Compiling with continuations and LLVM, Proceedings of the 2016 ACM SIGPLAN Workshop on ML, by Kavon Farvardin and John Reppy, September 2016.
which describes using LLVM as a backend for the Manticore system. A longer version of this paper appeared in Volume 285 of EPTCS.
The use of this approach in the SML/NJ system is described in an IFL paper.
A New Backend for Standard ML of New Jersey, Proceedings of the 32nd Symposium on Implementation and Application of Functional Languages (IFL '20), by Kavon Farvardin and John Reppy, September 2020.
The main difference from the original LLVM source tree is that we modify the sources to support the JWA calling convention (details are given below). In addition to these changes, we prune parts of the source tree that are not relevant to its use in the SML/NJ system and we made a couple of small changes to integrate with our use of CMake.
As described above, we removed the following subdirectories from the LLVM source tree.
rm -rf benchmarks bindings examples test unittests
The LLVM project has many tools and components that we do not use
(e.g., the components that we prune from the source). Therefore, we
need to specify a large number of CMake variables to disable
these components. We add the file src/CMakePresets.json
and use CMake's
--presets
option to simplify the configuration of the system.

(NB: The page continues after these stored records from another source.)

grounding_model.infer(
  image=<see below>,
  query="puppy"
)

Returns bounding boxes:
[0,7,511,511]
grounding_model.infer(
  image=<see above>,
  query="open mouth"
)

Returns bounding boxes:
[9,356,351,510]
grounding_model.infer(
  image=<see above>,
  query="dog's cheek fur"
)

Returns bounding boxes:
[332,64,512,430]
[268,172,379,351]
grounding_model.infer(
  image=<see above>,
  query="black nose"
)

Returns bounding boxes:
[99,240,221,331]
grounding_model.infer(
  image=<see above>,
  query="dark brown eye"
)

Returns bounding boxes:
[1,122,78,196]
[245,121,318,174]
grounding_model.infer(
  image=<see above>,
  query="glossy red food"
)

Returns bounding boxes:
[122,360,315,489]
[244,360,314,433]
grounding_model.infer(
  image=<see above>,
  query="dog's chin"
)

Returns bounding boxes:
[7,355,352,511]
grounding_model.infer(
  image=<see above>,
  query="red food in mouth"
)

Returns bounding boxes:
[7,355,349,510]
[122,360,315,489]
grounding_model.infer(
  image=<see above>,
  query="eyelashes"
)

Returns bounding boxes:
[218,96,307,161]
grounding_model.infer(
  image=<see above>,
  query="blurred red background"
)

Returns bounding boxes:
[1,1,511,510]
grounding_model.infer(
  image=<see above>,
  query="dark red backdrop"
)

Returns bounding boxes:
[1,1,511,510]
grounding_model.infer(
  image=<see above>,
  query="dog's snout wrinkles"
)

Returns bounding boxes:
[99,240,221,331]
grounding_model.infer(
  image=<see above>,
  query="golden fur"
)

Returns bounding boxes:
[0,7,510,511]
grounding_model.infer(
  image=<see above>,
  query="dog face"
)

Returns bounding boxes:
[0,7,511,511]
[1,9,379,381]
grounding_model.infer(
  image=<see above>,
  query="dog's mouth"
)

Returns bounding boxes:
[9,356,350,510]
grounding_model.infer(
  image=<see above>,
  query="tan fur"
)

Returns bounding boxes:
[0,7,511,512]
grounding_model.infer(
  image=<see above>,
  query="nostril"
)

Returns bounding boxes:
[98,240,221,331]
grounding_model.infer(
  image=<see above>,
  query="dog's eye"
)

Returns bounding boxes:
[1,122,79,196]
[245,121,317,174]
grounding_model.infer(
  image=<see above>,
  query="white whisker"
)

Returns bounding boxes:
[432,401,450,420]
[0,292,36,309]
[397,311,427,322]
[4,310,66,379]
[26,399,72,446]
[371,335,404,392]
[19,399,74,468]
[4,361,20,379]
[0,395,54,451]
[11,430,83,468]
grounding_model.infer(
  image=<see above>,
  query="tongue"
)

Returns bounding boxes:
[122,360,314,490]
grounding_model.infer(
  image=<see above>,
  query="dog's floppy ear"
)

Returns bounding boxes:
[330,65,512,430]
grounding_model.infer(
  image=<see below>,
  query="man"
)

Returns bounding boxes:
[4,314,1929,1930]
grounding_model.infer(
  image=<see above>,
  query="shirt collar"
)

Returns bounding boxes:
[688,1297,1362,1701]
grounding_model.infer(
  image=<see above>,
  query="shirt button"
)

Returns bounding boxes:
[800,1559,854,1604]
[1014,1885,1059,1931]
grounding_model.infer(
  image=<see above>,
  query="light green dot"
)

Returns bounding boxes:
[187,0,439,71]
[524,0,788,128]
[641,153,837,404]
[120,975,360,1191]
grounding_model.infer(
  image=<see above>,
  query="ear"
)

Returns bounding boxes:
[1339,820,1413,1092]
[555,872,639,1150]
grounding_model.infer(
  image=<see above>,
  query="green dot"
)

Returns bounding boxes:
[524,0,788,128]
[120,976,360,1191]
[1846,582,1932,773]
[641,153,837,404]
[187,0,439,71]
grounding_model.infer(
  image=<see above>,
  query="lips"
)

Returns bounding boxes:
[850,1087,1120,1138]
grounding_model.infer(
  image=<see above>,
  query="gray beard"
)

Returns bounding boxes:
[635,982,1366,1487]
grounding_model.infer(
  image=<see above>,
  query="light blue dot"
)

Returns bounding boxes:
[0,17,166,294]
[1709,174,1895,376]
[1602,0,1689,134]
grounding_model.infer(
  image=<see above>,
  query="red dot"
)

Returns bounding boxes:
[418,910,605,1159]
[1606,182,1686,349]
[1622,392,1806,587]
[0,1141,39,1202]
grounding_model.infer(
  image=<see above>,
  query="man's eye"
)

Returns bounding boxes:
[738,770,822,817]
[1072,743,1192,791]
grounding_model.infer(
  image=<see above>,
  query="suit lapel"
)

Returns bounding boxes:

LLVM needs to be modified to support the JWA calling convention
that we use. The modifications are fairly simple, and are
described for LLVM 18.1.x below, where $LLVM
denotes the root of
the LLVM source tree. The patch is organized into general changes to
add JWA as a calling convention and target-specific changes to support the
calling convention on specific targets. We currently have patches to support the 64-bit
X86 and Arm targets.
There is some documentation about how to specify calling conventions in "Writing an LLVM Backend"
In Version 11.0.0 of LLVM, a change was made to SelectionDAGISel::LowerArguments
in the $LLVM/lib/CodeGen/SelectionDAG/SelectionDAGBuilder.cpp
file that
breaks the handling of the naked
attribute on functions with arguments
(see commit 4dba59689d008df7be37733de4bb537b2911d3ad).
This change needs to be reverted to make things work, so we add the following #ifdef
to disable the bogus code:
#ifdef BROKEN_NAKED_ATTRIBUTE
// In Naked functions we aren't going to save any registers.
if (F.hasFnAttribute(Attribute::Naked))
return;
#endif
There is an open issue (51741) on this bug, but it does not seem to be high priority for a fix.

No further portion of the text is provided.